The free app is available for download on the Google Play and Apple iTunes stores. As of Tuesday more than 1,000 Los Fresnos parents had downloaded the app, Ramirez said. The app can also be accessed on computers at the website

“It’s a secure app where the user can only see the location of their one bus,” Ramirez said. “The app automatically sends them a notification when the bus arrives a quarter-mile from their home.”

Ramirez said the district spent several years researching which would be the best app to get from among several on the market.

It seems sure to cut down on phone calls to the dispatching office to find out the location and on-time status of buses now that parents can access the information themselves using the app, she said.

Covering more than 400 square miles the Los Fresnos district is the largest geographically in Cameron County and second only to the Edinburg CISD in the Rio Grande Valley. To make sure all students arrive safely the district operates 130 buses.

“I love the idea of finding out where the bus is,” said Angie Coronado, a mother of students at Rancho Verde Elementary and Los Fresnos High School.

Ramirez said about 65 percent of the district’s students ride the bus, but at one campus it is even higher.

Nine buses serve Las Yescas Elementary in the far rural part of the county. About 95 percent of the school’s nearly 500 students ride the bus, she said.

Parents must create an account and enter the student identification numbers of their children.

The district said notifications on the app are automatic once students are registered. Parents will get notifications when the student carrying the bus card boards the bus, exits the bus and when the bus is a quarter-mile from home. They will also receive Estimated Time of Arrival (ETA) when the bus is expected to reach their homes and other status updates.

Parents can track the bus location whether they are home or not.

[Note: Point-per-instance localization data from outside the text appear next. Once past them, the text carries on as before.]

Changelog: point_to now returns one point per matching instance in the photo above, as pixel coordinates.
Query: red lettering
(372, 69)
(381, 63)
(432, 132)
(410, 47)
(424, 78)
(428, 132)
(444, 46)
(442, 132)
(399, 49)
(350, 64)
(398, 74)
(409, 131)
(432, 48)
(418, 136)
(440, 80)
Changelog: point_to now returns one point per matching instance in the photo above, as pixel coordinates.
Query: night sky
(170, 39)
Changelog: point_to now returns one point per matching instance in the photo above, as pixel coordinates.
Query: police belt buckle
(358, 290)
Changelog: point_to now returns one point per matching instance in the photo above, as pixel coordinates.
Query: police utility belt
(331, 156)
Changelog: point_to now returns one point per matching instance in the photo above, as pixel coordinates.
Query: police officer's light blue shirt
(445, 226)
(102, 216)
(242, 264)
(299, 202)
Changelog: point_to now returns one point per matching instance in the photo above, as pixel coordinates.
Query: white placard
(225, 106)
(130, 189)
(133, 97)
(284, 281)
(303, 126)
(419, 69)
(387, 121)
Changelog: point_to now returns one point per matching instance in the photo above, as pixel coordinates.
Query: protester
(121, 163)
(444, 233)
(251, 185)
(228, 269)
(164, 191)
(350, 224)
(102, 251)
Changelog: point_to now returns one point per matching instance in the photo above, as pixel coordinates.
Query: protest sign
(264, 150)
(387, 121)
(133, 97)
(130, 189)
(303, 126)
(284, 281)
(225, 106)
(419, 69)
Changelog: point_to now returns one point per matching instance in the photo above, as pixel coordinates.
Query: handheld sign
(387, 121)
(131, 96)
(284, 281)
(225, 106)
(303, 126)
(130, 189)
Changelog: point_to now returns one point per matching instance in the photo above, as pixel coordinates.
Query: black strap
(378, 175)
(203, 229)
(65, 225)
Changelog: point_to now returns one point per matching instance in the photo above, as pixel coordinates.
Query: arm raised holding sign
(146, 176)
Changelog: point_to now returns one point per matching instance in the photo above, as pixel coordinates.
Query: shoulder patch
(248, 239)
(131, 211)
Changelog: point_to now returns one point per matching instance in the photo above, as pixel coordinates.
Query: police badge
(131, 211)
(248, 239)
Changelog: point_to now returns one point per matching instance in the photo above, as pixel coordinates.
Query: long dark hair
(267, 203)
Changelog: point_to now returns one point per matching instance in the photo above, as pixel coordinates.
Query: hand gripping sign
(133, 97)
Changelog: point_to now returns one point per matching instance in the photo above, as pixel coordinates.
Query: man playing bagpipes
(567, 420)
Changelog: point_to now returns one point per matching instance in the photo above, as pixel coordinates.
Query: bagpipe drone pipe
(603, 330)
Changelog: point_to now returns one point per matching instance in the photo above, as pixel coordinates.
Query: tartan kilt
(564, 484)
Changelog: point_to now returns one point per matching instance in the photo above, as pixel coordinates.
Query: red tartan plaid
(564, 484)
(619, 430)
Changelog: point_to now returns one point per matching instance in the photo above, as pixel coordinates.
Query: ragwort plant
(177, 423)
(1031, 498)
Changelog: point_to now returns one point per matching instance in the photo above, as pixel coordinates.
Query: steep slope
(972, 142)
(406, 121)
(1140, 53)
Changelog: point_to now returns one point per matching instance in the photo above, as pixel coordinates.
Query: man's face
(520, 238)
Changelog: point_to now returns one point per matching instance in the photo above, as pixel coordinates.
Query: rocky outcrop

The app does not change procedures for special-needs students and for students in kindergarten or pre-kindergarten. Those students must continue to be received by an adult 18 years or older when the bus arrives at home, as per district policy.

Future enhancements include the option to allow students to carry radio-frequency (RFID) bus cards with magnetic stripes that could be automatically detected within a few inches of the scanner located on the bus dashboard. The scanner could read the student’s RFID card and transmit the student’s location to the app that has been registered by the student’s parents or guardians.

Future plans also include the app providing notifications for buses bringing home students from after-school tutorials and for night and weekend athletic events.